Funny enough, the Justice Department is making just this kind of parens patriae argument as it tries to overturn Texas’s abortion ban, and the Supreme Court seems highly unimpressed. Perhaps this accounts for AG Paxton’s reluctance to get on the Pillow Bus, since he’s busy rubbishing the DOJ’s claim. There’s also the pesky fact that his own state used mail-in ballots and drive-through voting, so Texas’s electoral votes would also have to be tossed.

Or maybe they got to him.

Anyway, all Lindell wants is for the Supreme Court to declare that the swing state elections violated the Electors Clause, Fourteenth Amendment, Guarantee Clause, and Take Care Claus and “vacate those certifications.” Then they should declare that Congress’ count and certification on January 6 was also a nullity. And after that, the Justices can either let the House of Representatives vote by delegation, or order a new election — Mike Lindell’s not picky.

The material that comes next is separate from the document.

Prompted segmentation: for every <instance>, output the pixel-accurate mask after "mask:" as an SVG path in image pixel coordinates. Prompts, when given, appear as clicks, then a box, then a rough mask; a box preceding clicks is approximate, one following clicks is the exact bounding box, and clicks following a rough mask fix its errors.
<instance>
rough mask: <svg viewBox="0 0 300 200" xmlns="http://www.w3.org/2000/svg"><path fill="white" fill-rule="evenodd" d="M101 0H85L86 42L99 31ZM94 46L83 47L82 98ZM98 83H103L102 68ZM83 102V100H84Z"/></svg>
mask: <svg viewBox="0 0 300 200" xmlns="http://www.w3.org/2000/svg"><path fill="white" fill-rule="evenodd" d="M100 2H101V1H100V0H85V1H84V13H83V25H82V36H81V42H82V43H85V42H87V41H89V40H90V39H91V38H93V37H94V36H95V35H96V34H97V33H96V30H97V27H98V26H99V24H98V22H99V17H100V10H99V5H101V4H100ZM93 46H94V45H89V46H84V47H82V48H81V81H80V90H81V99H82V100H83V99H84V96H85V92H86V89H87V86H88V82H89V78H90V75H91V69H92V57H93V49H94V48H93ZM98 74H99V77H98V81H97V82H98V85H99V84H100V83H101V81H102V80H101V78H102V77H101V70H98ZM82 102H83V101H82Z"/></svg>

All he needs is some state to sign on. My Pillow Kingdom for an AG!

During his regular scream therapy session with putrefying podcaster Steve Bannon, Lindell appeared to suggest that nefarious forces were deliberately distracting state AGs with vaccine mandate litigation to prevent them being able to get involved in his amazing lawsuit.

“We have a lot of things that are happening out there very suspiciously, almost trying to slow these guys down,” he said, promising to have a link up soon to “email your own AG.”

Hop to it, patriots. Another year and this case might not even be “timely.”